Tokens are a form of compression, and working on uncompressed representation would require more memory and more processing power.

amelius•46m ago
The opposite is true. Ascii and English are pretty good at compressing. I can say "cat" with just 24 bits. Your average LLM token embedding uses on the order of kilobits internally.
blutfink•26m ago
The LLM can also “say” “cat” with few bits. Note that the meaning of the word as stored in your brain takes more than 24 bits.
amelius•8m ago
No, an LLM really uses __much__ more bits per token.

First, the embedding typically uses thousands of dimensions.

Then, the value along each dimension is represented with a floating point number which will take 16 bits (can be smaller though with higher quantization).

montebicyclelo•1h ago
Nice tutorial — the contextual vs static embeddings is the important point; many are familiar with word2vec (static), but contextual embeddings are more powerful for many tasks.
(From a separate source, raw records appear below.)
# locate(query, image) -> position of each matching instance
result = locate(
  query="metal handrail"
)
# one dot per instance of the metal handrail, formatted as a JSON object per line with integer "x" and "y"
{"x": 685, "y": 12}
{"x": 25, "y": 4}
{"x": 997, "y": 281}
(However, there seems to be some serious back-button / browser history hijacking on this page.. Just scolling down the page appends a ton to my browser history, which is lame.)

khalic•54m ago
What a didactic and well built article! My thanks to the author
eric-burel•22m ago
Author's profile on Huggingface: https://huggingface.co/hesamation HN mods suggested me to repost after a less successful share. I especially liked this article because the author goes through different types of embeddings rather than sticking to the definition.